August 3, 2016, by Elizabeth Smith
Why innovation remains misunderstood
Written by Paul Kirkham, Researcher in the field of Entrepreneurial Creativity at the Haydn Green Institute for Innovation and Entrepreneurship at Nottingham University Business School
Let’s examine the barriers to innovation. Research carried out as part of the executive education programme at Nottingham University Business School has revealed an uncanny consensus in this regard, with non-engagement, short-termism, inflexibility, risk-aversion, micromanagement, lack of time, lack of freedom, lack of budget and initiative overload among the factors routinely cited.
To many employees the last of these might well be the most depressingly familiar of all. It’s without doubt among the most alarming and self-defeating. There are numerous stories of initiatives being superseded before implementation has been completed.
This sort of thrashing around may seem inescapable in a world of ceaseless change, but it betrays a basic misunderstanding of the nature of innovation. Novelty for its own sake is no better than paying lip-service to revolution while actually perpetuating muddled inertia.
Organisations that fail to realise this tend towards caution. They reward certainty and punish failure. Some might have lost sight of their raison d’etre, especially if they have multiple divisions whose metrics are far removed from the real bottom line. Some might even be nearing the threshold beyond which renewal is no longer feasible.
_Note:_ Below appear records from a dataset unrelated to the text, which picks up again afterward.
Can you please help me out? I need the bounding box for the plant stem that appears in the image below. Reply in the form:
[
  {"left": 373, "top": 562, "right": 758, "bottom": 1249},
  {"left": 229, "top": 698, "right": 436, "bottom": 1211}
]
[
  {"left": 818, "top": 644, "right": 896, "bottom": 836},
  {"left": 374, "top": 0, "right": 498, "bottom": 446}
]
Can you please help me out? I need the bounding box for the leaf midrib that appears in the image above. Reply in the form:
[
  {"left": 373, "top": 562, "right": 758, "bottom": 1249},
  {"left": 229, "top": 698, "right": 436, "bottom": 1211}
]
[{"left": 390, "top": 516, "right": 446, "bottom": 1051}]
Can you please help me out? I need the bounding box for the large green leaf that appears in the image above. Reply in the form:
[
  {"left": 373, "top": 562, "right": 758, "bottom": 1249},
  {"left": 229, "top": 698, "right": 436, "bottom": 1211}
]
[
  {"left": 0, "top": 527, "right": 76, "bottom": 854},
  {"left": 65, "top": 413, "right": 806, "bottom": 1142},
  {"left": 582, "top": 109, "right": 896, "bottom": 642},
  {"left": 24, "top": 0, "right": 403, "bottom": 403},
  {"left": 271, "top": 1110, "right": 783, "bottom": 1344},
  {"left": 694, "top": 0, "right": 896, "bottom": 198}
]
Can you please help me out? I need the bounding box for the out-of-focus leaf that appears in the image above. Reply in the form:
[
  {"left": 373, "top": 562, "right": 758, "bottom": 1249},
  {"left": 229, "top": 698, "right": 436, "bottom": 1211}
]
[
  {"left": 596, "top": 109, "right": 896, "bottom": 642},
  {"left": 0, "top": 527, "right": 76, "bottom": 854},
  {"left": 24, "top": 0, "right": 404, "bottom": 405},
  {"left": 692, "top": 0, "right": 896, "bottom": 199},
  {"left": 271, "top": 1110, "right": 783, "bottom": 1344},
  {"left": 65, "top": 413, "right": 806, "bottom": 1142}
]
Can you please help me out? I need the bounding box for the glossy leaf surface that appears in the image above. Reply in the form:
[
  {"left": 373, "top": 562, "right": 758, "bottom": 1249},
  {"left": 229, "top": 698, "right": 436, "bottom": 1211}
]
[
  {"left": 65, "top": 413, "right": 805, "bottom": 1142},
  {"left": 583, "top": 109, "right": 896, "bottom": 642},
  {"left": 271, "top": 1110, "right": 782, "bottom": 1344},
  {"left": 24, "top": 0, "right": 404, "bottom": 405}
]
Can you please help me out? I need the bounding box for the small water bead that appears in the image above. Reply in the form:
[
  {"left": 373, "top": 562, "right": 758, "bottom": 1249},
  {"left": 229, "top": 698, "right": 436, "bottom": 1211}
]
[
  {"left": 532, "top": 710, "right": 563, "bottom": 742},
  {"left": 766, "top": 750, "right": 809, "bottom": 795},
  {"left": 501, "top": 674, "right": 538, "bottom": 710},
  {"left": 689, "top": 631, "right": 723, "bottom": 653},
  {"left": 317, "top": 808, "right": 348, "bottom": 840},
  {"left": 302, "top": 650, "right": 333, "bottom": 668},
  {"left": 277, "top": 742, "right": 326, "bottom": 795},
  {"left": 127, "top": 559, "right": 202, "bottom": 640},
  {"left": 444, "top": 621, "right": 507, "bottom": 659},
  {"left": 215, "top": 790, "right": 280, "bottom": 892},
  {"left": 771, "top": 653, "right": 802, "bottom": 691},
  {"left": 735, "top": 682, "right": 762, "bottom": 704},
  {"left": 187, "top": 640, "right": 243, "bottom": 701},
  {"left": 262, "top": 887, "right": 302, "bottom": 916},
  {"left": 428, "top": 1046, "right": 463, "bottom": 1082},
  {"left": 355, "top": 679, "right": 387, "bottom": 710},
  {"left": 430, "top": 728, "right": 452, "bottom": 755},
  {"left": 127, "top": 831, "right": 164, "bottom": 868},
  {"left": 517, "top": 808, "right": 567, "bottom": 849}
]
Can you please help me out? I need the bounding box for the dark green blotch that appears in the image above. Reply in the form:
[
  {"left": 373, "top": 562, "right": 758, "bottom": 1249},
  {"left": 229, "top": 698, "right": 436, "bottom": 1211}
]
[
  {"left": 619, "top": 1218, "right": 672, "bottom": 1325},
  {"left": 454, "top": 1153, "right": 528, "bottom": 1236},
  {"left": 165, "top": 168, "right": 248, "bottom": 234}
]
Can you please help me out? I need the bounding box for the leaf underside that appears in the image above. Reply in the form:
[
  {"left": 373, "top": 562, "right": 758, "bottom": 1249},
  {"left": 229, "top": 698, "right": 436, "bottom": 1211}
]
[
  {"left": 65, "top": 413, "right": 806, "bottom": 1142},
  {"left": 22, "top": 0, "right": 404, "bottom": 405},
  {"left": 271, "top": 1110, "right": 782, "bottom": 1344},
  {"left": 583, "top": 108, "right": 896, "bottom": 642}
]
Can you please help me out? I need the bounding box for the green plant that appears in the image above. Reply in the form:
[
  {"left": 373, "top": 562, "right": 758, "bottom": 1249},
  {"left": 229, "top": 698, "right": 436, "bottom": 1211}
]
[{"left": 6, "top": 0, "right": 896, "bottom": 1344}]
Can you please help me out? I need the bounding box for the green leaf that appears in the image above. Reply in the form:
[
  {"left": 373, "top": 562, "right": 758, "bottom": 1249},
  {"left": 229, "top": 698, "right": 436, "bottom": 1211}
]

One strategy is to recognise and prepare for the crisis points at which innovation becomes inevitable. Another is to identify, seize on and maximise the myriad opportunities that too often go unremarked and unexploited. We ignore at our peril the possibilities offered by external disruption, new technologies and emerging trends or markets.
Above all, we should keep asking two fundamental questions that frame innovation’s potential as succinctly as anyone could wish:
• What can we do better?
• What can we do differently?
Organisations that are reluctant to confront these crucial concerns find themselves in genuine crisis soon enough and they can count themselves very, very lucky if they escape from it.